The below mentioned article provides a short biography of Mahavira.
The original name of Mahavira was Vardhamana. He was born at Kundagrama. His father Siddhartha was the Chief of his clan. Siddhartha had two sons and Vardhamana was the youngest of the two. He was born in 539 B.C.
At the time of his birth the astrologers made a forecast that either he will be a great king or a great saint. Mahavira spent his early life in the royal luxuries and was married to a beautiful princess, Yashodhara.
A daughter was also born to Mahavira. It is said that parents of Mahavira were the followers of Parsva Nath, and Mahavira was greatly influenced by the teachings of Parsva Nath. He developed a bent towards meditation while he was still a child.
At the age of thirty when his parents had died he denounced the world with the permission of his elder brother. For about 13 months he wore clothes but subsequently he cast off his clothes and started living naked.
During the next 12 years he lived on extreme self-mortification. All sorts of living beings gathered and crawled round his body but he continued his meditation. During this period he did not take any bath, washed teeth or take any medicine.
Often he went on without water for months. After all these hardships he attained knowledge at, the age of 43. After this he came to be known as Jaina Mahavira (or the conqueror), and his followers came to be known as Jains.
After his enlightenment Mahavira continued to preach his doctrines. For this purpose he travelled widely and had to face many difficulties. The initial response of the people was not quite favourable. It is said that at the country of Ladha people attacked him with dogs, but despite all these difficulties he did not lose courage and continued to preach his doctrine.

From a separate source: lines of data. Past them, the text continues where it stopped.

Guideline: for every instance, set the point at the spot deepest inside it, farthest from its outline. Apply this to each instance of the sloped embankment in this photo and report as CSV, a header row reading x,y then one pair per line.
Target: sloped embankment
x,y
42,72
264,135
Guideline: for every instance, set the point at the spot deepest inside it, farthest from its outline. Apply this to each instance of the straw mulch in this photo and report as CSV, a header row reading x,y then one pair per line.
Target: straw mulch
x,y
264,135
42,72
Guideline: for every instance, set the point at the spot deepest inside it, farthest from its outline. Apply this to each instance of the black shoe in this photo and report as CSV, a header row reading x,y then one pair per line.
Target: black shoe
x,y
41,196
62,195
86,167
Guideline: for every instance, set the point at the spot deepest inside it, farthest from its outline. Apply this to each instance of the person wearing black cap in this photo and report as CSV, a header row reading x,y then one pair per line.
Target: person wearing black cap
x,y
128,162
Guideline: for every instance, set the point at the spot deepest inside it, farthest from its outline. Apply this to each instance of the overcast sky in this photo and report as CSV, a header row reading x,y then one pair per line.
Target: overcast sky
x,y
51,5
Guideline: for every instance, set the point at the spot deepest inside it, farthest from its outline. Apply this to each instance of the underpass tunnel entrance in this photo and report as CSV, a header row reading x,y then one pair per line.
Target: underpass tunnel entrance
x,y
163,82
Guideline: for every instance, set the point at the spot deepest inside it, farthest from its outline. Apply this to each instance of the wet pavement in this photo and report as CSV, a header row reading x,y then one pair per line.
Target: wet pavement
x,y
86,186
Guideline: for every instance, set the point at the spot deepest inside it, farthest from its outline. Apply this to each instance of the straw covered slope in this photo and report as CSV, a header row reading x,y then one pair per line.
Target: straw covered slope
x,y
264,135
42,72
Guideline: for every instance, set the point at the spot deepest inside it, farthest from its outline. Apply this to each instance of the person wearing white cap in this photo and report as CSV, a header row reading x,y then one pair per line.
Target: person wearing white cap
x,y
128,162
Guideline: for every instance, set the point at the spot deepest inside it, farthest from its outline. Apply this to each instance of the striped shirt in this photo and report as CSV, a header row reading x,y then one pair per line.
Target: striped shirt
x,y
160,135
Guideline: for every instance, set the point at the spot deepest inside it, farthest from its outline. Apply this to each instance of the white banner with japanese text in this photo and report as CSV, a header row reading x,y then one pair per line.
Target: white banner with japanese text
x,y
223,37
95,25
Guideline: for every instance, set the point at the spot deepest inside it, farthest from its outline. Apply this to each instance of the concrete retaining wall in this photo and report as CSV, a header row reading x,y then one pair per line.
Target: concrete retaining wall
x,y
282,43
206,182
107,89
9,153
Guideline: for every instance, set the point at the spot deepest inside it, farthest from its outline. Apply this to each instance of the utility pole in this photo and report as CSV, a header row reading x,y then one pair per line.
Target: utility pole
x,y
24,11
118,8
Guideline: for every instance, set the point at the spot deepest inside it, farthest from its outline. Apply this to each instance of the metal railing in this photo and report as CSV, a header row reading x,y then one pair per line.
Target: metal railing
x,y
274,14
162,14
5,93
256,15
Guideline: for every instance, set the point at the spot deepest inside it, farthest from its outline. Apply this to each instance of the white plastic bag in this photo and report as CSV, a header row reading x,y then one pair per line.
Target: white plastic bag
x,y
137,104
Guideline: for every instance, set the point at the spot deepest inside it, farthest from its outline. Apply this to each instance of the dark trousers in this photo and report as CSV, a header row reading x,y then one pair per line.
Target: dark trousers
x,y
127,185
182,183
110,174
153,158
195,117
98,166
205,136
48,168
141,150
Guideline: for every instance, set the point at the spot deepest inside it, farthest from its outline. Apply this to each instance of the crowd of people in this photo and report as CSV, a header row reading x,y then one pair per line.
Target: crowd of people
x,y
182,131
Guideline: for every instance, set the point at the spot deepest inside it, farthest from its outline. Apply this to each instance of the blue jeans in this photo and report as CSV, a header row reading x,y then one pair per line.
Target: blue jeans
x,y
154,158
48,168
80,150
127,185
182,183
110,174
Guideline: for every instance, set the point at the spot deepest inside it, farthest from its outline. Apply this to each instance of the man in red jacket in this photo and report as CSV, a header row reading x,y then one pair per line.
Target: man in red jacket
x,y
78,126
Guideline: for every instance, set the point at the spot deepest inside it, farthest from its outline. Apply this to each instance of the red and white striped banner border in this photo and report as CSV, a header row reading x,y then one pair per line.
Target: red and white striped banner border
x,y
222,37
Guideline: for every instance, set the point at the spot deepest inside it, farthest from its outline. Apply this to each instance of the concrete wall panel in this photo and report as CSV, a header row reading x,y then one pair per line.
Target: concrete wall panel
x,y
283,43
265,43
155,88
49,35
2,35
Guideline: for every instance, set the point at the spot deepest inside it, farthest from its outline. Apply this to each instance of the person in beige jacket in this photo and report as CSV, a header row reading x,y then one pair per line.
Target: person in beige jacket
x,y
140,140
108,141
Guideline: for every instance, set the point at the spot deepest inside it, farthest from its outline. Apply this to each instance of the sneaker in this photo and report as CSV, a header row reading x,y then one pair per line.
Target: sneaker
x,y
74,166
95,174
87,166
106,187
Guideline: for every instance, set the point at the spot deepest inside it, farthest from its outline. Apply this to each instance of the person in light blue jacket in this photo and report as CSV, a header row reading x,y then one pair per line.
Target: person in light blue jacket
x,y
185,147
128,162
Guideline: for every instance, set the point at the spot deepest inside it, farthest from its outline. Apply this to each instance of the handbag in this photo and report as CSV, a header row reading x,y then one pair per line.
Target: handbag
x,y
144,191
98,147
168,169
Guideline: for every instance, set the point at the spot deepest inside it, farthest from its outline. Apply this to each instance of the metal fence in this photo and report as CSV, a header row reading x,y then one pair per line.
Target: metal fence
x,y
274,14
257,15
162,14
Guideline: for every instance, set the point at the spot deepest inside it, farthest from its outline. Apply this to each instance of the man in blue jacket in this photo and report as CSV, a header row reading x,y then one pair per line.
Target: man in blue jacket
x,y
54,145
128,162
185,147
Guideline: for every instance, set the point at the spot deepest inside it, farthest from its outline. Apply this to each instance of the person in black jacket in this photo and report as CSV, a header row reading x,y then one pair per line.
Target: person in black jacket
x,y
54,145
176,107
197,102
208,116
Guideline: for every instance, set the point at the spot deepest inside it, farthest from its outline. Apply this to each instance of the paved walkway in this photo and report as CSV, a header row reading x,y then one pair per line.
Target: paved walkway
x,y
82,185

In course of time a large number of people became his followers. Mahavira was particularly lucky to receive patronage from the royal families. Rulers like Bimbsara of Magadha, Pradyota of Avanti, Dadhivardhan of Champa rendered him considerable help in spreading his message.
Although Mahavira was a contemporary of Buddha but it appears that the two never met each other. Mahavira died at the age of 72 at village Pawa in Patna district. It is said that at the time of his death he had about fourteen thousand disciples.